Some of the more treasured duck finds could be hiding in that mass of Mallards and Black Ducks crowding the open water patch at your local marsh cove or pond, like the elegant Northern Pintail or the colorful, well-schozzed Northern Shoveler. Check for tiny Green-winged Teal at the edges, sized more like a shorebird than a dabbling duck, often the cream and white markings they show fore and aft give just enough contrast to betray their small forms hugging the shore.

A very rare bird is among the ducks people are seeing during this cold spell, a goldeneye x Hooded Merganser hybrid in Frost Fish Creek in Chatham.
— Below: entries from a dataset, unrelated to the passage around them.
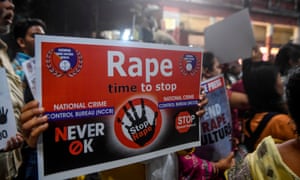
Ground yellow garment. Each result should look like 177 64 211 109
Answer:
225 136 300 180
101 163 146 180
244 112 297 147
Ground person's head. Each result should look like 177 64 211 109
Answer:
286 68 300 135
0 0 15 34
242 61 285 112
202 51 222 79
13 18 46 57
274 43 300 76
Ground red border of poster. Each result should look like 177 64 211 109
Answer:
35 36 203 179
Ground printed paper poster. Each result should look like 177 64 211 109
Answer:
0 68 17 150
36 36 203 179
196 75 232 161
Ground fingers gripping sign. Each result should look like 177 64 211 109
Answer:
115 98 161 148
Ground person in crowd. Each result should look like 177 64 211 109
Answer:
0 0 23 180
274 42 300 100
274 42 300 78
225 68 300 180
243 61 295 152
12 18 46 179
13 18 46 81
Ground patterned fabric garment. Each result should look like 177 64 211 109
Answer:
12 52 31 81
178 151 222 180
0 40 23 180
225 136 300 180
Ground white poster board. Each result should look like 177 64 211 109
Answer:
204 8 256 63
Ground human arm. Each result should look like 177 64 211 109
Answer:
2 132 24 152
20 100 49 148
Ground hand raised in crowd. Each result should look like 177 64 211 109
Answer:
20 100 49 148
215 152 235 171
3 132 24 151
196 87 208 117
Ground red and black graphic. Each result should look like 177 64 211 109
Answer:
115 98 162 148
46 47 83 77
179 54 201 76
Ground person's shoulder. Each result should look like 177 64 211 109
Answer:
272 113 292 121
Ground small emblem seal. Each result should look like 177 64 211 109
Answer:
46 47 83 77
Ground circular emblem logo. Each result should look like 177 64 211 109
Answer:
46 47 83 77
114 98 162 149
179 54 201 75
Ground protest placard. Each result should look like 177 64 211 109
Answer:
35 36 203 179
204 8 256 63
0 68 17 150
195 75 232 161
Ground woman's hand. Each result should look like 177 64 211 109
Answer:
20 100 49 148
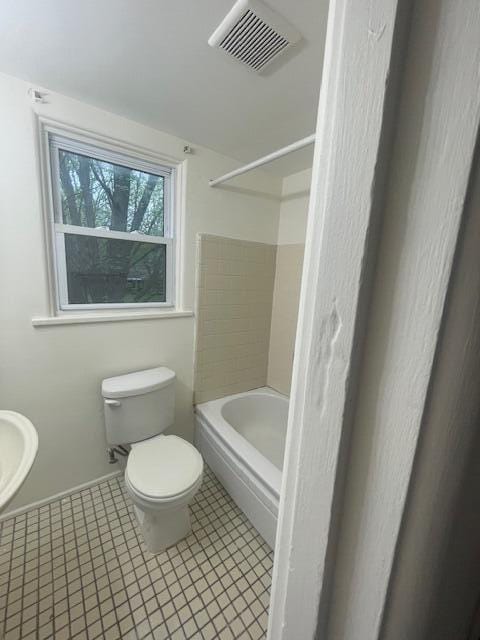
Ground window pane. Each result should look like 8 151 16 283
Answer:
58 149 165 236
65 234 166 304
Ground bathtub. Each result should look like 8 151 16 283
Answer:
195 387 288 549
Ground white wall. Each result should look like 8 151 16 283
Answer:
0 75 281 508
382 145 480 640
277 169 312 244
267 169 312 395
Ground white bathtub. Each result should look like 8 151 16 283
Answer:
195 387 288 548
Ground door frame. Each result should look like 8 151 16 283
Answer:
268 0 480 640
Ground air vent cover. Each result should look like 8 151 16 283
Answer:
208 0 302 71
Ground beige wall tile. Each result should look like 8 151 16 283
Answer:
194 234 276 402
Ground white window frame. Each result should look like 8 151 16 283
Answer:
37 117 183 316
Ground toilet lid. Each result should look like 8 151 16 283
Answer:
127 435 203 498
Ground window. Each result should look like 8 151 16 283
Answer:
48 133 175 311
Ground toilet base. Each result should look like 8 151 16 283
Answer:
134 505 192 555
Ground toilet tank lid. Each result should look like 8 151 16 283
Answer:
102 367 175 398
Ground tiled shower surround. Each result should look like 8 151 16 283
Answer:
0 469 272 640
194 234 276 402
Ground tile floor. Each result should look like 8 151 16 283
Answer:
0 469 272 640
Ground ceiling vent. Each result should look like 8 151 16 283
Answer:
208 0 302 71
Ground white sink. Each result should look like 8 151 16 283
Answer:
0 411 38 511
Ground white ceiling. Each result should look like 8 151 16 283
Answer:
0 0 328 175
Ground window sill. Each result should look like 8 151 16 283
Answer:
32 311 193 327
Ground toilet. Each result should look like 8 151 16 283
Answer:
102 367 203 554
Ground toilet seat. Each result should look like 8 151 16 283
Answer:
125 435 203 507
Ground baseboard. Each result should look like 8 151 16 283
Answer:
0 469 123 522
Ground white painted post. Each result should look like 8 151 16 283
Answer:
268 0 404 640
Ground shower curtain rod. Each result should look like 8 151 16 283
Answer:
208 133 315 187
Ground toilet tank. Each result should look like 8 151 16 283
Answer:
102 367 175 444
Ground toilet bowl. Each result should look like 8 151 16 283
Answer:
102 367 203 554
125 435 203 554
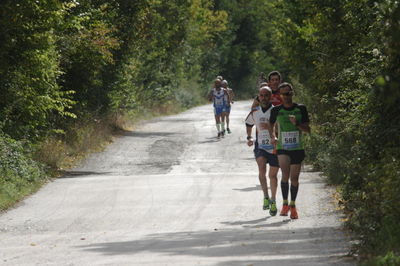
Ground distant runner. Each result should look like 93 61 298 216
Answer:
270 82 310 219
245 87 279 216
221 80 235 134
208 79 228 138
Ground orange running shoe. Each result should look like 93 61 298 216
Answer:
290 206 299 219
280 204 289 216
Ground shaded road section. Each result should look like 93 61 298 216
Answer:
0 102 354 266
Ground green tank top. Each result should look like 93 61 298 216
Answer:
270 103 310 150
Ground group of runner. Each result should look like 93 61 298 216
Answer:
208 76 234 138
208 71 310 219
245 71 310 219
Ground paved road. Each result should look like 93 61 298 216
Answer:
0 102 353 266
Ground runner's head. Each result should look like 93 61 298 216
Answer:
278 82 294 104
258 86 272 107
268 70 281 91
221 79 228 88
214 79 221 89
258 82 268 88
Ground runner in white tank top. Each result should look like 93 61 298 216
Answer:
246 87 279 216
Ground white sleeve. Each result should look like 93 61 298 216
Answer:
245 112 255 126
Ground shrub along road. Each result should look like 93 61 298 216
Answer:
0 102 353 266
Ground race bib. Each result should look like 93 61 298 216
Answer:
282 131 300 150
258 130 274 151
214 97 224 106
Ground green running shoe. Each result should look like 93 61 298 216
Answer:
263 198 269 210
269 201 278 216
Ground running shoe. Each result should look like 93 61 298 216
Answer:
290 206 299 219
269 201 278 216
280 204 289 216
263 198 269 210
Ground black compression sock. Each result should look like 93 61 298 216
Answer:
281 181 289 200
290 184 299 201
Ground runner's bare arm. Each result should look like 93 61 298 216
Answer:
289 116 311 133
246 125 254 147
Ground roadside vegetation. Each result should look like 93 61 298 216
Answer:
0 0 400 265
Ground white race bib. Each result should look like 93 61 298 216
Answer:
282 131 300 150
257 129 274 151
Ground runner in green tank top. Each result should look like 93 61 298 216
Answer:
270 83 310 219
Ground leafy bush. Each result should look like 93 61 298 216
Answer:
0 135 47 210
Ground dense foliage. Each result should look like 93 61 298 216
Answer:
0 0 400 261
272 0 400 256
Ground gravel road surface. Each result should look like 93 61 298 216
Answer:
0 101 355 266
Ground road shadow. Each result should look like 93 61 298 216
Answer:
221 216 270 225
119 130 181 138
77 225 352 265
59 171 111 178
233 185 261 192
197 137 221 144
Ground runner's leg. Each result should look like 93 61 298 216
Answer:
256 156 269 198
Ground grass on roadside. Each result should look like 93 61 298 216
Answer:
0 100 189 211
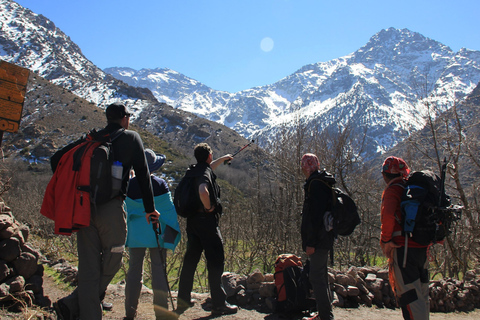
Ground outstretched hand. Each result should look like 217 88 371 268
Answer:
380 241 400 258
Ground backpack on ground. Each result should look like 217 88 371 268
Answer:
274 254 315 313
401 164 461 246
317 179 362 236
41 129 124 235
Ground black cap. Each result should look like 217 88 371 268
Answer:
105 102 131 120
145 149 166 172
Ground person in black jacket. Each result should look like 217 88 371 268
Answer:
301 153 335 320
54 103 160 320
176 143 238 315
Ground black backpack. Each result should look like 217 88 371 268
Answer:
274 254 315 314
318 179 362 236
332 188 362 236
173 172 200 218
401 170 456 245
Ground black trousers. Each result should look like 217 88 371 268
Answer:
178 213 226 307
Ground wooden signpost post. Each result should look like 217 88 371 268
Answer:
0 60 30 147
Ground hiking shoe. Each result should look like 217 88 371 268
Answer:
212 302 238 315
174 300 195 315
53 299 70 320
102 301 113 311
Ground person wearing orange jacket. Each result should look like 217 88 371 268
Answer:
380 156 430 320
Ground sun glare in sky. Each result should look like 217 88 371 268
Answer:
260 37 274 52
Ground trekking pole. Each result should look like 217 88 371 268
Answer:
438 157 447 208
223 140 255 165
150 218 175 309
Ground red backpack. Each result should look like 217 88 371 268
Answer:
40 130 124 235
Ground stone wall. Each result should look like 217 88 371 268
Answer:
0 202 51 309
222 267 480 312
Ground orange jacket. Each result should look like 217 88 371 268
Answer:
380 177 426 248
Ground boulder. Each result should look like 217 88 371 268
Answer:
12 252 38 279
0 238 20 262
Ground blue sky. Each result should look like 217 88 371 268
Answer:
17 0 480 92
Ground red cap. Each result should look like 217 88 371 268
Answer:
382 156 410 178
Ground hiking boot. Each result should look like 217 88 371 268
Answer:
212 302 238 315
102 301 113 311
174 299 195 315
53 299 70 320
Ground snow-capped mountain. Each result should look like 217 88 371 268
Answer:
105 28 480 152
0 0 480 159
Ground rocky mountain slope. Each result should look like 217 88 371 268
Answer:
105 28 480 157
0 0 480 160
0 0 256 171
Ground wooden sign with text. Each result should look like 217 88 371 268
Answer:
0 60 30 132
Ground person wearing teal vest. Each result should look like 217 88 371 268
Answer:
124 149 181 320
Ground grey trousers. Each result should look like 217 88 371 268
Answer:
125 246 168 319
62 198 127 320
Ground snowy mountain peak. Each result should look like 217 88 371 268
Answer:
0 0 480 159
105 28 480 156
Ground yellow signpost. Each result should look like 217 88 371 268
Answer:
0 60 30 145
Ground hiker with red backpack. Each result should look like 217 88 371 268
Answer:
123 149 181 320
380 156 430 320
54 103 160 320
301 153 335 320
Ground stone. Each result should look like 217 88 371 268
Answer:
263 273 275 282
247 270 265 285
5 276 25 293
258 282 276 298
0 260 11 283
336 274 357 286
333 283 348 298
222 272 237 298
12 252 38 279
0 238 20 262
377 269 388 281
347 286 360 297
365 273 377 282
0 213 13 230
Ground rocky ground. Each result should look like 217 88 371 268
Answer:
0 275 480 320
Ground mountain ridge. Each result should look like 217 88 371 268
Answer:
0 0 480 160
105 28 480 157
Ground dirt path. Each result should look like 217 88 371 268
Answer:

Even someone competent with all the expected waterfowl on the Cape and Islands would be very confused to see this duck paddle through their binocular view.  Ducks are famous for hybridizing a lot more than other birds, in keeping with their overall loose habits that I’ve covered in other pieces. Mergansers and goldeneye are quite different ducks – mergansers eat fish with thin, serrated bills, goldeneye eat shellfish off the bottom. But both nest in tree cavities, and apparently they have enough else in common to do the deed and produce young.

Maybe the most exciting corollary of the ice over is that Bald Eagles can be easier to watch. They live for this weather - ever shrinking open water patches crowded with increasingly desperate ducks are like bowls of popcorn for eagles, who just stand on the nearby ice picking out the next morsel. This was on full display this week at Lake Wequaquet in Centerville, where local birder Mary Keleher photographed some adult Bald Eagles picking off a raft of a favorite eagle snack, American Coots, one by one. If you watch coots, you’ll notice that they clearly wish they could dive, but their bobber of a body betrays them at each attempt to get to the bottom. This makes them sitting, um, coots when it comes to eagles.

Usually when I write a ducks in winter piece I have some previously reported rarities lined up, but the reality is that duck sightings from the birding community have been a bit thin of late. So I guess that’s where you come in. Find those open water patches and you can be the one to find that shiny new shoveler or whatever. Unless the eagles beat you there, of course.